Rubio Says Citizenship in U.S. Immigration Revamp Isn’t Amnesty
Millions of undocumented immigrants in the U.S. should be allowed to earn their citizenship because deporting them isn’t realistic, said Florida Republican Senator Marco Rubio.
Rubio, who has emerged as a leading supporter of revamping U.S. immigration laws, spoke yesterday on all five Sunday talk shows to defend a bipartisan proposal expected to be introduced this week in the Senate.
Rubio, speaking on NBC’s “Meet the Press” program, rejected arguments that the proposal would amount to amnesty for the estimated 11 million undocumented immigrants in the U.S.
“It’s not amnesty because you pay serious consequences for having violated the law,” Rubio said. “If someone believes we can round them up and deport them, they should advocate that. I don’t think that’s a reasonable goal.”
The plan would allow undocumented immigrants to remain and work in the country if they meet certain requirements and apply for permanent residency -- or a green card -- after 10 years, Rubio said. They could apply for citizenship after receiving their green cards, he said.
A group of eight senators has resolved “every significant disagreement” when it comes to immigration reform and plans to introduce a bill tomorrow, Senator Charles Schumer, a Democrat from New York, said on ABC’s “This Week” program.
“I think you’ll see a major agreement, that’s balanced but fair, that will have the widespread support of the American people,” Schumer, one of the group of eight, said yesterday on ABC’s “This Week” program. “This is a balanced approach that both prevents future waves of illegal immigration, but has common-sense solutions.”
After being introduced, the bill will be subjected to hearings and negotiations as lawmakers and President Barack Obama’s administration attempt to craft a major overhaul of U.S. immigration laws for the first time in nearly three decades.
Vermont Senator Patrick Leahy, the Democratic chairman of the Senate Judiciary Committee, told reporters last week he expects to review the proposal at an April 17 hearing.
A series of security “triggers” must be met before undocumented immigrants can begin applying for green cards, including tougher border security and the creation of a nationwide worker verification system, Rubio said. The government also must create an electronic system to verify whether foreigners have overstayed their visas, Rubio said.
“It will be cheaper, faster and easier for people to go back home and wait 10 years than it will be to go through this process that I’ve outlined,” Rubio said during an appearance on the “Fox News Sunday” program. “That’s why it’s not amnesty.”
Undocumented immigrants would be granted temporary work permits to remain in the country for the 10 years before they could apply for green cards under the plan, Rubio said.
The temporary work permits would be available as soon as the U.S. Department of Homeland Security establishes a plan to secure the nation’s borders.
Undocumented immigrants would have to pass background checks and pay fines and application fees in order to receive a temporary work permit, Rubio said. They wouldn’t qualify for federal benefits, such as welfare, under the temporary permits, Rubio said.

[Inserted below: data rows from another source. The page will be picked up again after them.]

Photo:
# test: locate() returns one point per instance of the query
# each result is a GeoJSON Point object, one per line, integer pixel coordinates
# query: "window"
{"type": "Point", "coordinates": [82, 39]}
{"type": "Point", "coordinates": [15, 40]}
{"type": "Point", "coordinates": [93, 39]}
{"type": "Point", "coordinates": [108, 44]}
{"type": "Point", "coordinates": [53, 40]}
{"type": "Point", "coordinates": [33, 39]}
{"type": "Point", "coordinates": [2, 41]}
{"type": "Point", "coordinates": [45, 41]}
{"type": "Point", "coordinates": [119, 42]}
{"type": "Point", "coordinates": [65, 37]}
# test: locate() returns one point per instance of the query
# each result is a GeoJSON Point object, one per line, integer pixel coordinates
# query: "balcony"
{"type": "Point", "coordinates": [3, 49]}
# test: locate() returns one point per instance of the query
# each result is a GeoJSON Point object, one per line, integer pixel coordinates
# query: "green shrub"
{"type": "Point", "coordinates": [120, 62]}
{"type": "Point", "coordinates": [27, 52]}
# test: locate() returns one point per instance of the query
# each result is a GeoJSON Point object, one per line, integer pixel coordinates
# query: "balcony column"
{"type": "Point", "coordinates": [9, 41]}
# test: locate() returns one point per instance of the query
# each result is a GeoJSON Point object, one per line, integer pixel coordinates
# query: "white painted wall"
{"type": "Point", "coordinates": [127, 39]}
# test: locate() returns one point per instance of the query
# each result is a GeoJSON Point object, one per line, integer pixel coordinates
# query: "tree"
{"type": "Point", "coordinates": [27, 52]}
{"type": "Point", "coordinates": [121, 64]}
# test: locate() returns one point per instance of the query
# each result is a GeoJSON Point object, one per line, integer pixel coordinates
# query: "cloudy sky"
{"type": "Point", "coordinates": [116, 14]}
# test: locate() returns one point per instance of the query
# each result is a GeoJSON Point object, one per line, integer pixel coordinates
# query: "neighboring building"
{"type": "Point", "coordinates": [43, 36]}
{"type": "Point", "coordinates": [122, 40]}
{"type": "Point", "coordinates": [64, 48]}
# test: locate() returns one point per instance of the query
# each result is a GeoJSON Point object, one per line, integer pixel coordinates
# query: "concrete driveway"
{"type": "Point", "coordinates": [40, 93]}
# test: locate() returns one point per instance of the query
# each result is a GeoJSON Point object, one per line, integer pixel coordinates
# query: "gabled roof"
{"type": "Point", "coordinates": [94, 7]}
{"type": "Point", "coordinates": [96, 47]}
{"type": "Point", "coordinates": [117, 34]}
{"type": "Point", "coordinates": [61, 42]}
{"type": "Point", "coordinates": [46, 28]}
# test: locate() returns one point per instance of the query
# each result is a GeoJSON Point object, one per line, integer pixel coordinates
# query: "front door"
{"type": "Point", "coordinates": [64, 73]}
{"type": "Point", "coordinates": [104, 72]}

Alabama Republican Senator Jeff Sessions said on ABC’s “This Week” that he’s “not convinced” the immigration proposal is good for the country.
It “will give amnesty now, legalize everyone that’s here effectively today and then there’s a promise of enforcement in the future,” said Sessions, the top Republican on the Senate Budget Committee.
“Even if you pass laws today that appear to be effective, it doesn’t mean they’re going to be enforced,” Sessions said.
Texas Republican Senator John Cornyn said on “Fox News Sunday” he would find it difficult to support giving temporary legal status to those in the country illegally until public confidence is restored in the government’s ability to secure the nation’s borders.
The White House disagrees with senators on the need for enforcement triggers, Rubio said on CNN’s “State of the Union.” The difference must be resolved before immigration reform legislation can be signed into law.
Regardless, Rubio said he’s optimistic the Senate will pass an immigration reform bill this year.
“If enforcement is not a part of this, and if we don’t modernize legal immigration, if we don’t do all these things, then we’re going to be right back here in 10 years having this conversation all over again,” Rubio said. “And that would be the worst possible outcome.”